350 Objekte, riesige Steinsockel und winzige Bleiblättchen werden gezeigt, Skulpturen, die Kopf und Gliedmaßen eingebüßt haben, aber auch herrlich erhaltene Bodenmosaike. Das Rheinische Landesmuseum Trier hat die Ausstellung zuvor gezeigt und hierzu seine Depots geplündert. Das Trierer Museum hat die Keller voller Zeugnisse aus den ersten Jahrhunderten nach Christus. Denn anders als die Siedlungen in Baden-Württemberg entwickelte sich Trier zu einer wichtigen Metropole der Zeit und einer der größten Städte nach Rom.
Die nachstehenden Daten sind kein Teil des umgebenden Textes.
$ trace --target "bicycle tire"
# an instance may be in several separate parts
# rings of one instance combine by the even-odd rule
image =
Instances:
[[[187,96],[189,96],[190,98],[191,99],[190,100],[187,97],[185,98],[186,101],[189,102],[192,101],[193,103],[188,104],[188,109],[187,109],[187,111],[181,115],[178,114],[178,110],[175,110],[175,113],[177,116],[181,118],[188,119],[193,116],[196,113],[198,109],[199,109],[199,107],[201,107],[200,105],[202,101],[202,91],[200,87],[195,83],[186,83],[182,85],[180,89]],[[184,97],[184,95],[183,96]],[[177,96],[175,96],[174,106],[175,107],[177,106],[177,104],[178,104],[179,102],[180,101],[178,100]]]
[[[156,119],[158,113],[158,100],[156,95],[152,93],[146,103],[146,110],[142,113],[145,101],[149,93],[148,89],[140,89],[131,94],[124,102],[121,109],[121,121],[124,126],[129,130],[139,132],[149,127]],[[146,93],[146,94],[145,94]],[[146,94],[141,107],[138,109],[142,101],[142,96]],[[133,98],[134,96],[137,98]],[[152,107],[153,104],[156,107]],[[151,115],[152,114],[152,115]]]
Deshalb werden die Archäologen hier noch heute fündig. Die Wand mit großen roten Farbfeldern und schwarzen Trennstreifen, die nun im Alten Schloss präsentiert wird, wurde erst 2006 in der Fleischstraße in Trier entdeckt.

Figürliche Dekorationen im Wohnzimmer

„Nichts Besonderes“, hätten die Zeitgenossen vermutlich herablassend gesagt, denn mit farblich gestalteten Wänden konnte man zwar „Romanitas“ beweisen, wer aber wirklich wohlhabend war, der leistete sich figürliche Darstellungen im Wohnzimmer – oder besser noch im gesamten Haus. Auf einer Sockelzone einer Villa in Bad Wimpfen wurde im 2. Jahrhundert nach Christus eine Ladenszene dargestellt – und im Alten Schloss kann man jetzt der Kundschaft beim Shopping zuschauen.

Der Handel blühte in den Siedlungen. Bad Cannstatt war ein wichtiger Dreh- und Angelpunkt, hier kreuzten sich die Verkehrsströme. Die Waren, die man aus aller Welt bezog, wurden mit Schiffen und auf der letzten Etappe mit Karren transportiert. Aus Syrien kamen Datteln, aus Tunesien Marmor, aus Südspanien Olivenöl und aus dem Atlantik kiloweise Austern. In Trier wurden sogar Hinweise gefunden, dass man Zimt und Pfeffer aus Indien besaß. Denn schon damals gab es Etiketten an den Waren. An den riesigen Keramikgefäßen, in denen zum Beispiel die damals äußerst beliebte, würzige Fischsoße geliefert wurde, hing jeweils ein graviertes Bleitäfelchen.

Kulinarische Genüsse

Diese kleinen Blättchen kann man in den Vitrinen im Landesmuseum leicht übersehen – wie auch die zarten, farbigen Glaskugeln, in denen Parfum oder Schminkpulver verkauft wurde. Nach der Benutzung wurden die Einwegverpackungen weggeworfen, beziehungsweise recycelt, denn man war sich des Werts der Rohstoffe wohl bewusst.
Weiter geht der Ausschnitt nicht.